The heat period can last up to five days for the female ocelot, and it is recurring every 25 days for a non-pregnant female.
As for the males, they are most potent during the summer. Their gestation period usually lasts up to three months, after which a litter of 1-3 kittens is born.
The female ocelots typically deliver the kittens in dens. They prefer such dens to be in dense vegetation. The kitten weighs within a range of 200-340 grams at birth.
The kitten is born with markings on its body against a grey background. This grey background eventually becomes golden as they age further.
The mother keeps her kittens in the den for a maximum period of 64 days. Then she divides them into two or three dens. The eyes of the kittens do not open till at least 15 days after birth.
Once they are three months of age, they begin to leave the den. They become independent when they reach two years, and they leave their parents’ den to establish their range.

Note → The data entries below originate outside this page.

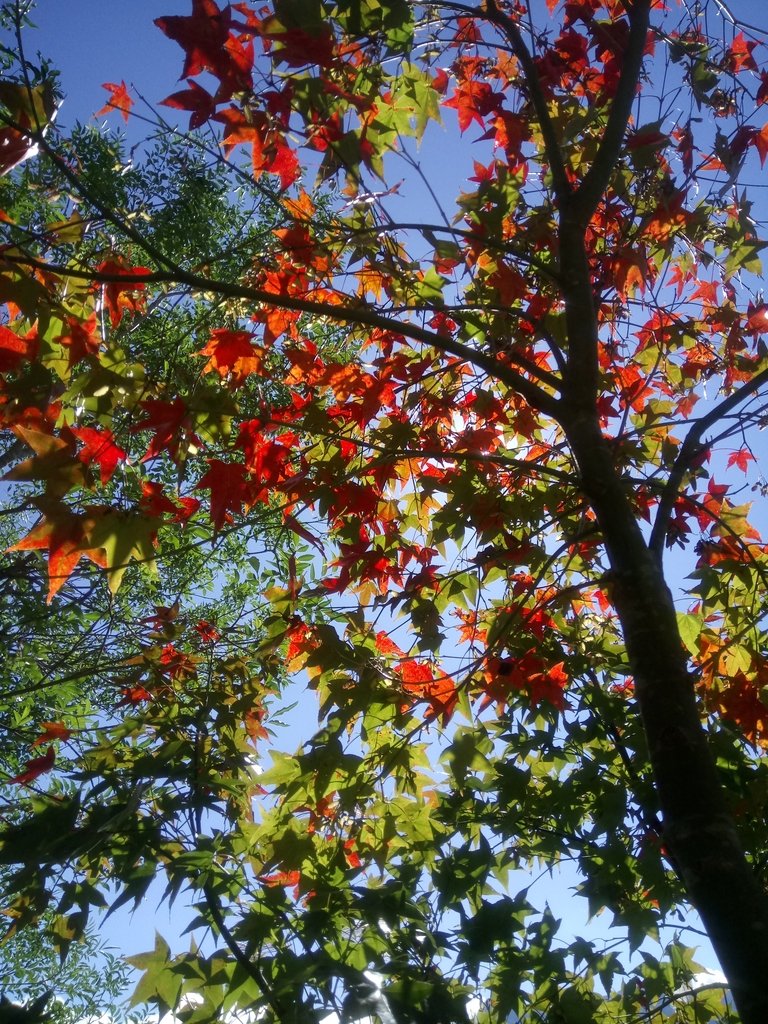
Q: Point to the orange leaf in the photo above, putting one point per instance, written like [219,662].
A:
[52,730]
[119,100]
[36,767]
[65,536]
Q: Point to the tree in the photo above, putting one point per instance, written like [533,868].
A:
[475,481]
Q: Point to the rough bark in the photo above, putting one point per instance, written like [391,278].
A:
[698,828]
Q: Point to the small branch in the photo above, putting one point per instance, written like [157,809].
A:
[249,966]
[689,450]
[593,185]
[551,142]
[357,314]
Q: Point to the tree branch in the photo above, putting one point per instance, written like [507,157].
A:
[355,314]
[511,30]
[593,185]
[689,450]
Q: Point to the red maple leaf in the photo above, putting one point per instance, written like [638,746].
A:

The Ocelots’ population faces threats such as fragmentation, habitat loss, ocelot skin hunting, and traffic accidents.
They are also threatened by logging in the forests as well as poaching of prey species. Another threat is the international pet trade.
However, the ocelot is listed as “Least Concern” on the IUCN Red list due to its broad distribution in the Americas. 7 years ago, its population was estimated at around 40,000 adult ocelots.
There are stable ocelot populations in some areas of the Amazon basin.